Rushforth ran a few half-marathons and even a marathon in 2004, but when arthritis started advancing on him, his doctors advised him to take up another sport. He joined one of the walking groups, but it didn't satisfy him as much as running did. When he had the chance to ask Running Room founder John Stanton for advice, Stanton advised him to try running again, but to stick to shorter distances. Despite the arthritis, the running went well and before Rushforth knew it, he was doing another half-marathon. "The arthritis is staying level now," he says. "It's not getting any worse. The running is keeping it at bay."

Rushforth's training group had their eyes set on running the Chicago Marathon, so he tagged along for the long runs, thinking he would split off and do another half-marathon.

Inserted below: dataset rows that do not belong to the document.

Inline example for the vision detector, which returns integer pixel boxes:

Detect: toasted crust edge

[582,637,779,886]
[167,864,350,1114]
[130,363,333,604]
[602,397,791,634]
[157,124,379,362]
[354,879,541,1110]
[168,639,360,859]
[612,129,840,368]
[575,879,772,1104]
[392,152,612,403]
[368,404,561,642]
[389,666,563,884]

But the training runs went well and he entered the Niagara Marathon and qualified for Boston.

On Monday, Rushforth was the only Canadian in the 75-and-over category in Boston. He ran the whole route - scrapping his usual walk breaks even on Heartbreak Hill - and finished in a time of five hours and 15 minutes.

But it wasn't the finish line that he will remember most, but the start in Hopkinton. So much so that he's already thinking about a fall marathon so he can qualify to run in Boston again next year.

"It makes a day that you can remember forever," he says. "The start line represented the reward for all the hard hill work and training in the winter and all the things I'd been doing. It's so much in contrast to everyday life back here in Bells Corners (an Ottawa neighbourhood)."

When he returned home from Boston, a small group was waiting for him at the airport, including some of the younger runners he'd trained with.

So for anyone who thinks they couldn't take up running in their late 60s, Rushforth has a simple message: "Get out there and try it," he says. "Nothing tastes as good as feeling fit. If you're fit, you can face the world, you've got confidence and life is fuller. There are so many benefits there."